2) All the stuff you list is the exception, not the rule, and you're listing stuff that's wildly successful next to stuff that's a moderate niche success, and stuff that's slightly dark - i.e. has some bad things happen - but isn't really darker than "normal" fantasy in the '80s, like Harry Potter - next to stuff that's nearly pitch black, like Berserk or the more downer zombie stuff.
My whole point is kind of that mainstream media now heavily includes dark fantasy in ways that used to be very niche. In the 80s, comic books, D&D, and fantasy in general were all niche. You could pick up The Dark Knight Returns or Watchmen in comics and it was refreshingly dark, or you could see Superman, Back to the Future, Indiana Jones, Batman '89, Star Trek: TNG, and they were campy or optimistic. Often both! If you wanted something dark, you had to seek it out. It was usually something in the horror genre, which was often campy itself.
Nothing is really campy at the moment. Comedies are not that popular unless they're animated. Comics are still largely dark, and a lot of fantasy novels are dark. But now TV and movies and video games are often dark, too! And not just the horror genre, either. Hell, even Star Trek is dark!
If you don't see it, I'm happy for you, but your disagreement doesn't really alter the root of my perceptions. It doesn't mean I'm any more interested in the stories that modern speculative fiction is trying to tell. It still feels too uniform to me to draw my interest. So when something specifically tries to aim for dark fantasy like D4, it doesn't excite me like it used to.
Like anti-heroes in the 90s, dark fantasy and dystopian elements just feel pretty boring right now. It makes me care less about whatever it is, while historically it drew me in. Noir and hard boiled are two of my favorite genres. Red Harvest is one of my top 2 favorite novels. Nope. Not interested right now.
And "the more recent Marvel movies"? No. Absolutely not. Of those only Multiverse of Madness could even arguably be considered dark, and I'd say that was balanced by the extremely light-side No Way Home (i.e. where MCU Peter Parker finally finds his real compassion and moral center, and where all the bad guys get sent home healed*, not murdered). Wakanda isn't dark, given the ending(s). Thor 4 wasn't dark - a character dying doesn't make a film "dark fantasy", for god's sake. Quantumania is, I presume, not dark - certainly no-one I know who has seen it has suggested it was - the main comparator has been Star Wars.
Sorry, that's my fault for poor phrasing. Recent meaning Phase 2-3. I haven't really been to a cinema since before the pandemic as the one close to me is now gone. I've seen a few post-Infiinty War films, partially because I wasn't interested in the story anymore. If it's less dark that's good, but I don't really care as my interest is already gone. As you can guess, it's been gone for awhile.

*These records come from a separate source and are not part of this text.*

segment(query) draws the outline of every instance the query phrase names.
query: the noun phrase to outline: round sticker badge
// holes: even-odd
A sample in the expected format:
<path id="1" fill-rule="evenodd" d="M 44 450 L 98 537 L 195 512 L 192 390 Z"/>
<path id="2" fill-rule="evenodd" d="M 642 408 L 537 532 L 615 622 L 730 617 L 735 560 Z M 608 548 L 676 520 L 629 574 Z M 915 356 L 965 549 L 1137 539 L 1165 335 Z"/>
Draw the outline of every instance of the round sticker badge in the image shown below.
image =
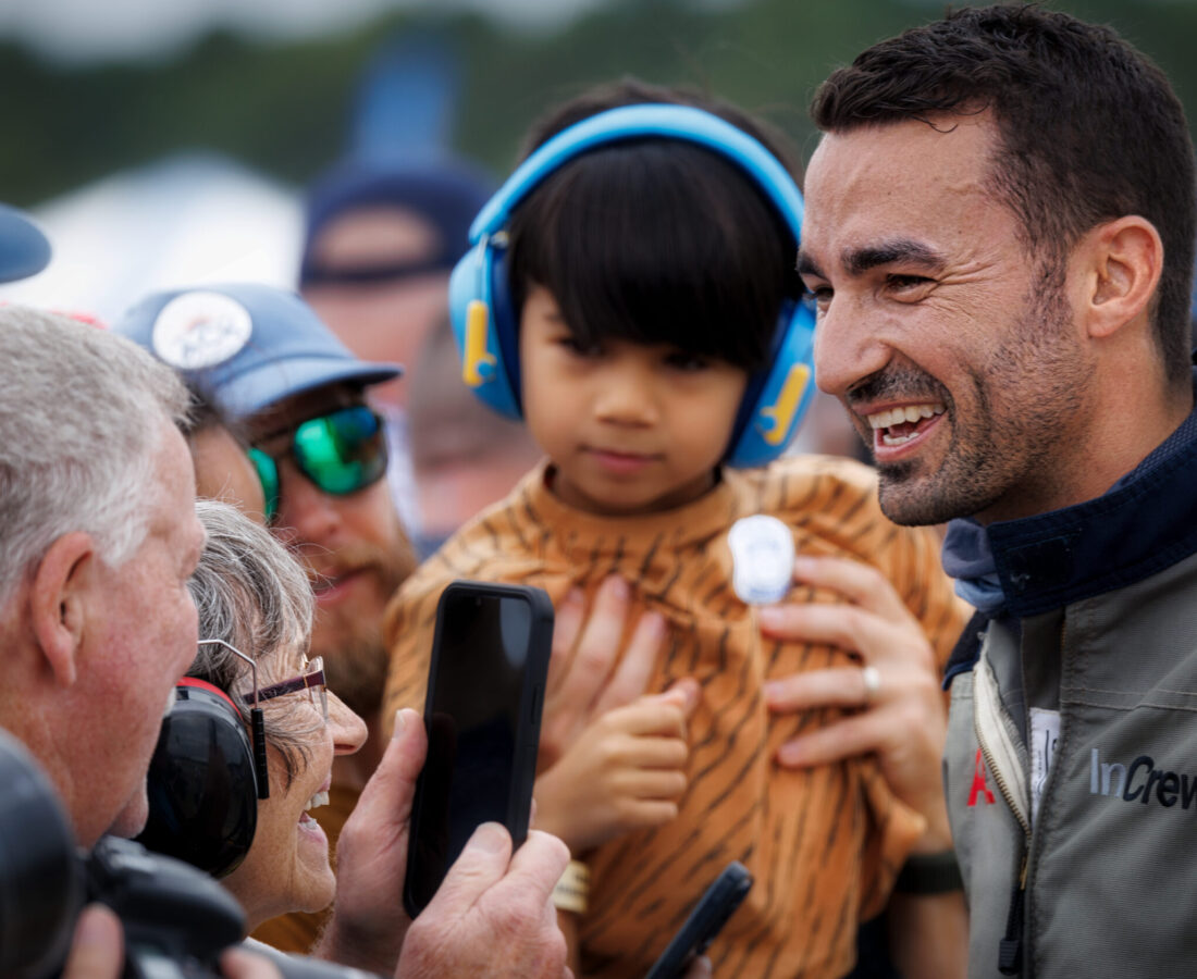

This is all on you, frankly.
Yes, my experiences and perceptions are on me. Whose should I be talking about?
Mentioning Hunger Games in the same breath as The First Law or GoT or even The Walking Dead is absolutely nonsense and illustrates a serious failure to engage with the themes and ideas of the works, and instead a focus on entirely superficial elements.
No, it merely indicates that I didn't watch past the first movie. I punched out early. I wasn't really interested in the premise as soon as I understood it, and while I did finish it, I don't really think the first film has particularly well-defined themes. The only solid theme I recall from the first one is "big tyrannical governments are bad." In retrospect, I should've guessed that's what it was going to be from the title, but I didn't really think about it before starting it since I got the movie for free on YouTube on a lark. Either way, I wasn't really interested in a YA Battle Royale, especially one that was 5(?) movies long.
Further, I reject the idea that disliking elements of the setting or plot means you don't
understand the theme. One can understand the themes and still not wish to engage with the topics in the plot, the setting, or the premise. One can understand the themes and still be put off by other elements even if they are as broad and nebulous as "dystopian and dark fantasy tropes." After all, we can say that the theme of most published Dark Sun adventures is heroes surviving and overcoming the odds in the face of ubiquitous and pervasive evil -- quite hopeful! -- and still not be interested in playing the campaign setting simply because we don't want to deal with specific trappings of the setting itself.